03 Jun From Seed to Cup: How Coffee Is Grown and Harvested ☕🌱
Coffee doesn’t start life as a bean. It starts as a plant – and a surprisingly delicate one at that. The journey from soil to sip takes years, plenty of patience, and a lot of human hands along the way. Here’s how it all comes together.
1. Planting the coffee tree
Coffee begins as a seed, usually planted in shaded nurseries. It takes around 3-4 years before a coffee tree is mature enough to produce fruit. These trees thrive in what’s known as the coffee belt – warm regions around the equator with rich soil, rainfall, and altitude.
Once established, a healthy coffee tree can keep producing for decades.
2. Flowering: blink and you’ll miss it
When conditions are right, coffee trees bloom with small white flowers that smell faintly like jasmine. It’s beautiful and brief. Within days, the flowers fall, making way for fruit.

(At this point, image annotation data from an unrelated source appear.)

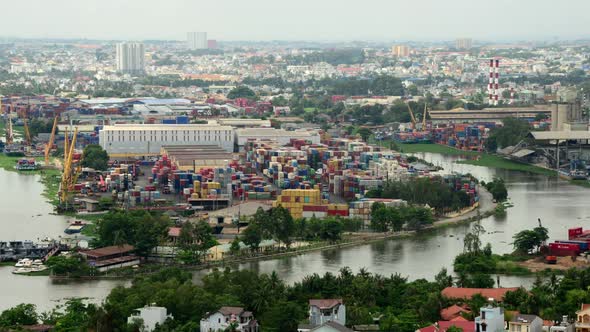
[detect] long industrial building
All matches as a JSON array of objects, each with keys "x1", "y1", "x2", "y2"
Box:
[{"x1": 99, "y1": 124, "x2": 234, "y2": 158}]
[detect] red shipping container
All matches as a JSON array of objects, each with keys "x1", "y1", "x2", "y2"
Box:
[
  {"x1": 549, "y1": 243, "x2": 580, "y2": 253},
  {"x1": 567, "y1": 227, "x2": 582, "y2": 240}
]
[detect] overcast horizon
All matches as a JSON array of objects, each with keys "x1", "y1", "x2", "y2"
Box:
[{"x1": 0, "y1": 0, "x2": 590, "y2": 42}]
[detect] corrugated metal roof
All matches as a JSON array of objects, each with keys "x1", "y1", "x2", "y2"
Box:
[{"x1": 531, "y1": 131, "x2": 590, "y2": 140}]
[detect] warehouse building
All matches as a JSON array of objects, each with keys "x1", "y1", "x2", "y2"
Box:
[
  {"x1": 99, "y1": 124, "x2": 234, "y2": 158},
  {"x1": 236, "y1": 128, "x2": 320, "y2": 151},
  {"x1": 160, "y1": 145, "x2": 234, "y2": 172}
]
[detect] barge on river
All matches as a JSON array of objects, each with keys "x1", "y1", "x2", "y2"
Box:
[{"x1": 0, "y1": 241, "x2": 59, "y2": 262}]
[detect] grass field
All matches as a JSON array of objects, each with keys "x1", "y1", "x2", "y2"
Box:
[
  {"x1": 397, "y1": 143, "x2": 481, "y2": 156},
  {"x1": 398, "y1": 144, "x2": 557, "y2": 176},
  {"x1": 0, "y1": 153, "x2": 61, "y2": 205}
]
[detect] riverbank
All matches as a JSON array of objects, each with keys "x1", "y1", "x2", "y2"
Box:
[
  {"x1": 0, "y1": 153, "x2": 61, "y2": 207},
  {"x1": 398, "y1": 144, "x2": 557, "y2": 176}
]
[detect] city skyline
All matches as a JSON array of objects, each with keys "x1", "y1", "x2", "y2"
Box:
[{"x1": 0, "y1": 0, "x2": 590, "y2": 41}]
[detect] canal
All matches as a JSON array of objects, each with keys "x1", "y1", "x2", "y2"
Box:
[{"x1": 0, "y1": 153, "x2": 590, "y2": 310}]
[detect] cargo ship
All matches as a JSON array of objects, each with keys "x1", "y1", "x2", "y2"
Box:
[
  {"x1": 558, "y1": 169, "x2": 588, "y2": 180},
  {"x1": 14, "y1": 158, "x2": 39, "y2": 171}
]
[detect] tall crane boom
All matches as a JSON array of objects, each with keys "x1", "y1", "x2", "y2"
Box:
[
  {"x1": 23, "y1": 118, "x2": 33, "y2": 146},
  {"x1": 44, "y1": 116, "x2": 57, "y2": 166},
  {"x1": 406, "y1": 103, "x2": 416, "y2": 130},
  {"x1": 422, "y1": 103, "x2": 428, "y2": 131}
]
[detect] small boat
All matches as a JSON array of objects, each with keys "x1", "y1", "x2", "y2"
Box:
[
  {"x1": 12, "y1": 267, "x2": 31, "y2": 274},
  {"x1": 14, "y1": 158, "x2": 39, "y2": 171},
  {"x1": 30, "y1": 265, "x2": 48, "y2": 272},
  {"x1": 14, "y1": 258, "x2": 33, "y2": 267},
  {"x1": 64, "y1": 220, "x2": 86, "y2": 234}
]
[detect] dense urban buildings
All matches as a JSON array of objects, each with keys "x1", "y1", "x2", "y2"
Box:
[
  {"x1": 455, "y1": 38, "x2": 473, "y2": 50},
  {"x1": 187, "y1": 32, "x2": 208, "y2": 50},
  {"x1": 116, "y1": 42, "x2": 145, "y2": 74}
]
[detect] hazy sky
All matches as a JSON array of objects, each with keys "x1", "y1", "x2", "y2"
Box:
[{"x1": 0, "y1": 0, "x2": 590, "y2": 41}]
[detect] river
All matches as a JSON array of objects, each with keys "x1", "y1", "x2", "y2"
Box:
[{"x1": 0, "y1": 153, "x2": 590, "y2": 311}]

Those fruits are called coffee cherries.
3. Growing the cherries
Over the next 6-9 months, cherries slowly ripen, changing from green to yellow to deep red. Inside each cherry are usually two coffee beans, facing each other like twins.
Timing matters here: only ripe cherries produce the best flavour.

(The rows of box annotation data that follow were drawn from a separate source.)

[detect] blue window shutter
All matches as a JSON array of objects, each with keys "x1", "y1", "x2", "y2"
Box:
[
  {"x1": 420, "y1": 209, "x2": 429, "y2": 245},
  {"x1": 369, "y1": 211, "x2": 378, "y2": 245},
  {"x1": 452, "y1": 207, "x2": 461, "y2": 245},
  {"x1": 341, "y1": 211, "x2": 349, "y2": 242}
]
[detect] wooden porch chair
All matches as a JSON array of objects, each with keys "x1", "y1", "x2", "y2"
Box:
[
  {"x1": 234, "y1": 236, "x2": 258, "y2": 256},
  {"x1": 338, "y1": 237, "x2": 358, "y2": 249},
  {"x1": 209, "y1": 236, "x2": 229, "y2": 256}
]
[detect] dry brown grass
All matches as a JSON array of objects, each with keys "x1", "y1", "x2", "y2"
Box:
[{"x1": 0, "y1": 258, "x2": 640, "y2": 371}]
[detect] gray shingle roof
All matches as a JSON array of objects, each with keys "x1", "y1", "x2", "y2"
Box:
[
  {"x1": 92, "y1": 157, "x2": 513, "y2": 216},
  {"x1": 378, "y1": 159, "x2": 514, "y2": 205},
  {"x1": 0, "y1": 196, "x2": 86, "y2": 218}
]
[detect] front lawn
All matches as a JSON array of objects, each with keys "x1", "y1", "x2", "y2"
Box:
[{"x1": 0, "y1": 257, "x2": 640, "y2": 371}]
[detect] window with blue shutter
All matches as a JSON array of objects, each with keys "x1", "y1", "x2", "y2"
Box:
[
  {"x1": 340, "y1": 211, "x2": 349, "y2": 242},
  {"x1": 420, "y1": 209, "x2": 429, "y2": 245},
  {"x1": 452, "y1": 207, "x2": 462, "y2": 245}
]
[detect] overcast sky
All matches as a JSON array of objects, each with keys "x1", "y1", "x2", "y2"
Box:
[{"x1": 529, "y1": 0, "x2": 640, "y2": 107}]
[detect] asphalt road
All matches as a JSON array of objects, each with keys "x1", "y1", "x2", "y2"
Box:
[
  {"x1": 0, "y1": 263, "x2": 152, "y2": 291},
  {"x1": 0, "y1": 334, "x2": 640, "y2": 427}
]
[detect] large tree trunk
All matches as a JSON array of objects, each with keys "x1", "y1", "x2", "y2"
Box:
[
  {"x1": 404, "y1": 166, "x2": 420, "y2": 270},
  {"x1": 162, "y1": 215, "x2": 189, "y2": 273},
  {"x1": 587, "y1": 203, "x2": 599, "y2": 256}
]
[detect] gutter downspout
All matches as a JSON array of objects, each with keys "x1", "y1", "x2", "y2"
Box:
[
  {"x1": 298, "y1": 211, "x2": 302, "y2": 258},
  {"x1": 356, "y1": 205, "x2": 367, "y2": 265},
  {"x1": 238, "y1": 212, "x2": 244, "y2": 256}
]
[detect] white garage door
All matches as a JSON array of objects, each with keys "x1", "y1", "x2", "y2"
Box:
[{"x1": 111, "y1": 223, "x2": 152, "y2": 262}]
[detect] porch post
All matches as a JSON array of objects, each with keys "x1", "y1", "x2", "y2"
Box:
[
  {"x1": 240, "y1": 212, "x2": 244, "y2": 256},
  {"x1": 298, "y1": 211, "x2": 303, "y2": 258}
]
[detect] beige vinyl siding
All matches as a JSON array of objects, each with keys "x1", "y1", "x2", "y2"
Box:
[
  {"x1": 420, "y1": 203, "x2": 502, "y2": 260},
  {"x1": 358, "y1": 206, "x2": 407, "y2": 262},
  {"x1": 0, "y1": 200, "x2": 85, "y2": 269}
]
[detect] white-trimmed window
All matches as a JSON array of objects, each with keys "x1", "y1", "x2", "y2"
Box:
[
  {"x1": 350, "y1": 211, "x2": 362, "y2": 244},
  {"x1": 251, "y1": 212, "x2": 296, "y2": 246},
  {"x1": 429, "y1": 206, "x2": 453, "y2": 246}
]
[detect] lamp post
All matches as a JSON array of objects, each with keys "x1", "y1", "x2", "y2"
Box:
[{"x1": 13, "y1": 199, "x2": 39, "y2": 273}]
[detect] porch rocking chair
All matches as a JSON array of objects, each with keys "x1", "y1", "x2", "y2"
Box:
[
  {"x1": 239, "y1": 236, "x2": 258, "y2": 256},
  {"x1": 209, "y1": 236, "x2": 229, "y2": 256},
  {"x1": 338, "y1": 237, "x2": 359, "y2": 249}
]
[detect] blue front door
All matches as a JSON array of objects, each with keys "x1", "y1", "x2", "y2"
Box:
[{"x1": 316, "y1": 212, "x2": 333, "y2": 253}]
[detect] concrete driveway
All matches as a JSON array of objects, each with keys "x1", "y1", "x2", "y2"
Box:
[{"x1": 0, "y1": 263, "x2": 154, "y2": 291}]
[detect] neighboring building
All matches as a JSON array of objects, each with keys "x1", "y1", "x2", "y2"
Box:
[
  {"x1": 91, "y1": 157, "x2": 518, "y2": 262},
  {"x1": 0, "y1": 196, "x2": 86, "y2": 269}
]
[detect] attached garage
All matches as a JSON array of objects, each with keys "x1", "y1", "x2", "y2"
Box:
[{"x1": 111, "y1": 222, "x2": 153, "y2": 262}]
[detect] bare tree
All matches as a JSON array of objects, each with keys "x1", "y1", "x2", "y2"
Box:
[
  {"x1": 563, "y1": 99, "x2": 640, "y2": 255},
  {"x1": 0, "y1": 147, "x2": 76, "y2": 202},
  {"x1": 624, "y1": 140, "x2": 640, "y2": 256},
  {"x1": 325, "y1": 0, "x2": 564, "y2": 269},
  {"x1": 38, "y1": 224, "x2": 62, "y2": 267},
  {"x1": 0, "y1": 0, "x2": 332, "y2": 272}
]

4. Harvesting: mostly by hand
In most specialty-coffee regions, cherries are hand-picked. This allows pickers to choose only ripe fruit, which means:
- better quality
- more consistency
- fewer defects
Harvesting often happens in multiple passes through the same farm, because cherries don’t all ripen at once.

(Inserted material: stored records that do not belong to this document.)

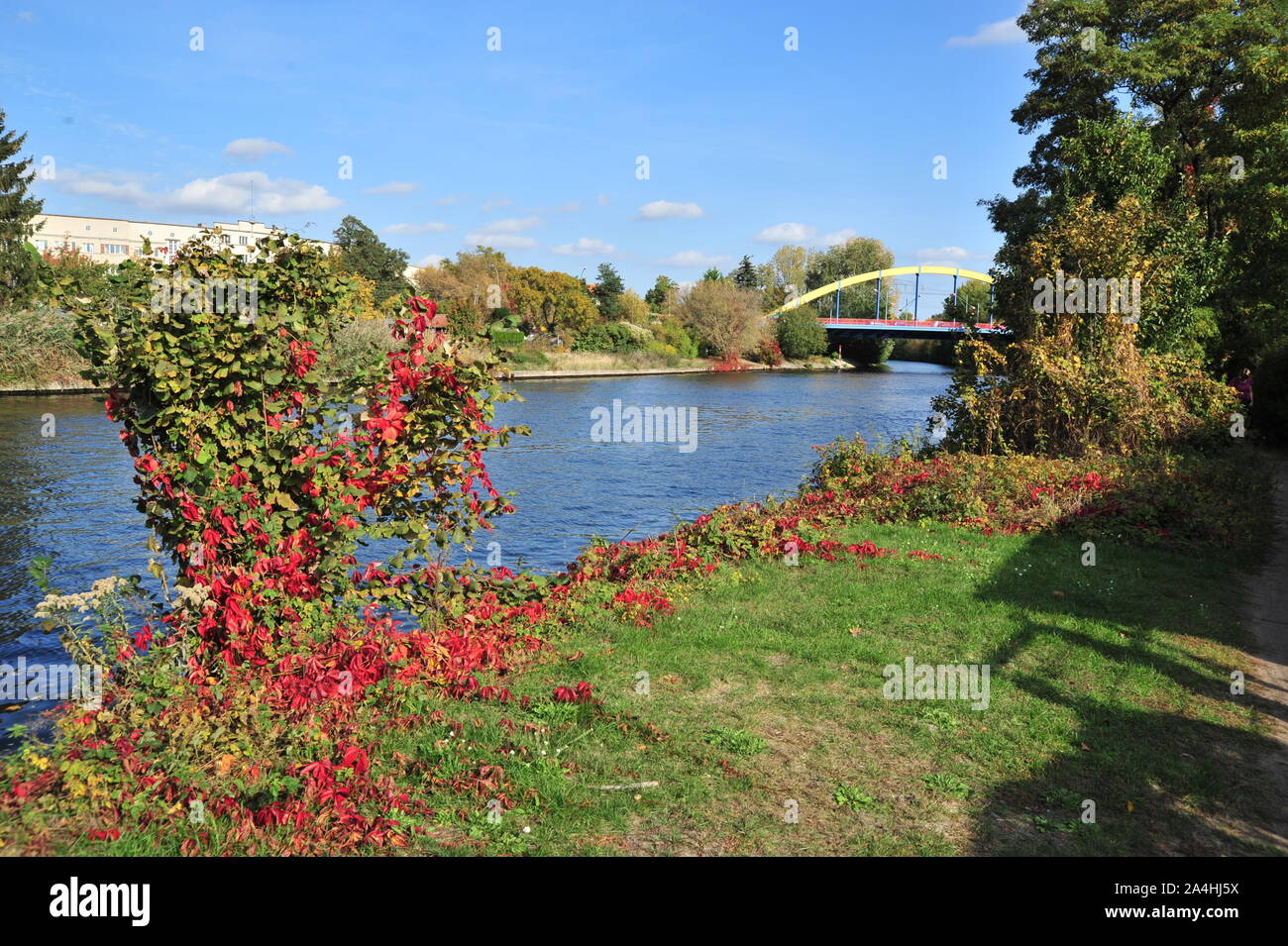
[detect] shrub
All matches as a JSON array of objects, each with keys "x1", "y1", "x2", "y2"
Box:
[
  {"x1": 1252, "y1": 339, "x2": 1288, "y2": 444},
  {"x1": 844, "y1": 339, "x2": 894, "y2": 365},
  {"x1": 774, "y1": 306, "x2": 827, "y2": 362},
  {"x1": 13, "y1": 237, "x2": 536, "y2": 853},
  {"x1": 932, "y1": 335, "x2": 1235, "y2": 457},
  {"x1": 805, "y1": 438, "x2": 1269, "y2": 547}
]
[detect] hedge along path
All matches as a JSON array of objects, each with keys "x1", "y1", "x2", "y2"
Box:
[{"x1": 1244, "y1": 457, "x2": 1288, "y2": 851}]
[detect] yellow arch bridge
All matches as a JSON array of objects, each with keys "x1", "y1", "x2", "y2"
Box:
[{"x1": 770, "y1": 266, "x2": 1010, "y2": 341}]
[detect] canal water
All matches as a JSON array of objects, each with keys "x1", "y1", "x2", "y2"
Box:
[{"x1": 0, "y1": 362, "x2": 949, "y2": 735}]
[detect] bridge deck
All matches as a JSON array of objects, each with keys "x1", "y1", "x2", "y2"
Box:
[{"x1": 819, "y1": 317, "x2": 1010, "y2": 335}]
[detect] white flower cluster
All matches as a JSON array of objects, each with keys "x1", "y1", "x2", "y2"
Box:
[{"x1": 36, "y1": 576, "x2": 129, "y2": 618}]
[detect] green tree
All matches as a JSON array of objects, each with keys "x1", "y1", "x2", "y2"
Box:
[
  {"x1": 757, "y1": 246, "x2": 810, "y2": 311},
  {"x1": 677, "y1": 279, "x2": 764, "y2": 358},
  {"x1": 509, "y1": 266, "x2": 597, "y2": 335},
  {"x1": 335, "y1": 215, "x2": 408, "y2": 305},
  {"x1": 595, "y1": 263, "x2": 626, "y2": 322},
  {"x1": 774, "y1": 306, "x2": 827, "y2": 362},
  {"x1": 988, "y1": 0, "x2": 1288, "y2": 358},
  {"x1": 0, "y1": 109, "x2": 43, "y2": 305},
  {"x1": 644, "y1": 275, "x2": 680, "y2": 313},
  {"x1": 802, "y1": 237, "x2": 897, "y2": 319}
]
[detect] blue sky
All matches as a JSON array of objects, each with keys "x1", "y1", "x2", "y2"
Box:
[{"x1": 0, "y1": 0, "x2": 1033, "y2": 291}]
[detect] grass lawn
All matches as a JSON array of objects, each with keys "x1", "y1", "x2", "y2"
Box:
[{"x1": 345, "y1": 525, "x2": 1269, "y2": 855}]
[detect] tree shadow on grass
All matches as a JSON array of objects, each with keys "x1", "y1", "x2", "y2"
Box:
[{"x1": 973, "y1": 537, "x2": 1285, "y2": 855}]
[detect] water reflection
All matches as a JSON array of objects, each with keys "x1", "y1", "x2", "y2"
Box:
[{"x1": 0, "y1": 362, "x2": 948, "y2": 731}]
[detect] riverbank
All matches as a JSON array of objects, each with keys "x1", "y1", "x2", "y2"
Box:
[
  {"x1": 0, "y1": 360, "x2": 858, "y2": 395},
  {"x1": 0, "y1": 437, "x2": 1282, "y2": 855}
]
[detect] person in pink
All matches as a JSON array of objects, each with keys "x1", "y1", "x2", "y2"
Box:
[{"x1": 1232, "y1": 368, "x2": 1252, "y2": 407}]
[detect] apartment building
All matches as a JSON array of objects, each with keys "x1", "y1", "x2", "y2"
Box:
[{"x1": 31, "y1": 214, "x2": 334, "y2": 263}]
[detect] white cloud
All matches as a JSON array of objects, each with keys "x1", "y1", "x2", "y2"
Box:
[
  {"x1": 385, "y1": 220, "x2": 452, "y2": 233},
  {"x1": 662, "y1": 250, "x2": 729, "y2": 266},
  {"x1": 477, "y1": 216, "x2": 541, "y2": 234},
  {"x1": 465, "y1": 232, "x2": 537, "y2": 250},
  {"x1": 51, "y1": 168, "x2": 343, "y2": 214},
  {"x1": 752, "y1": 224, "x2": 818, "y2": 244},
  {"x1": 224, "y1": 138, "x2": 295, "y2": 160},
  {"x1": 550, "y1": 237, "x2": 617, "y2": 257},
  {"x1": 945, "y1": 17, "x2": 1029, "y2": 47},
  {"x1": 362, "y1": 180, "x2": 420, "y2": 194},
  {"x1": 464, "y1": 216, "x2": 541, "y2": 250},
  {"x1": 532, "y1": 201, "x2": 583, "y2": 214},
  {"x1": 815, "y1": 227, "x2": 859, "y2": 246},
  {"x1": 638, "y1": 201, "x2": 705, "y2": 220}
]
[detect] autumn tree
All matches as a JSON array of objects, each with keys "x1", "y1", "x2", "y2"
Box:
[
  {"x1": 677, "y1": 279, "x2": 764, "y2": 358},
  {"x1": 595, "y1": 263, "x2": 626, "y2": 322},
  {"x1": 729, "y1": 257, "x2": 761, "y2": 289},
  {"x1": 0, "y1": 111, "x2": 43, "y2": 305},
  {"x1": 509, "y1": 266, "x2": 599, "y2": 334},
  {"x1": 335, "y1": 215, "x2": 409, "y2": 305},
  {"x1": 644, "y1": 275, "x2": 680, "y2": 313}
]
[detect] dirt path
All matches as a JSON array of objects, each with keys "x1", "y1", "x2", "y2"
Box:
[{"x1": 1245, "y1": 460, "x2": 1288, "y2": 851}]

It’s slow, skilled work – and essential to great coffee.
5. Processing: removing the fruit
Once picked, cherries must be processed quickly to stop them from spoiling. The goal is to remove the fruit and dry the beans inside. Common methods include:
- Washed (wet) process – fruit removed, beans fermented and washed
- Natural (dry) process – whole cherries dried in the sun
- Honey process – somewhere in between
This step has a huge impact on flavour.
6. Drying and resting
Beans are dried until they reach the right moisture level, then rested and stored. At this stage they’re called green coffee – stable, shelf-ready, and waiting to be roasted.
Why this all matters
Every step – planting, picking, processing – shapes what ends up in your cup. Coffee is an agricultural product, not a factory one. It reflects weather, soil, timing, and people.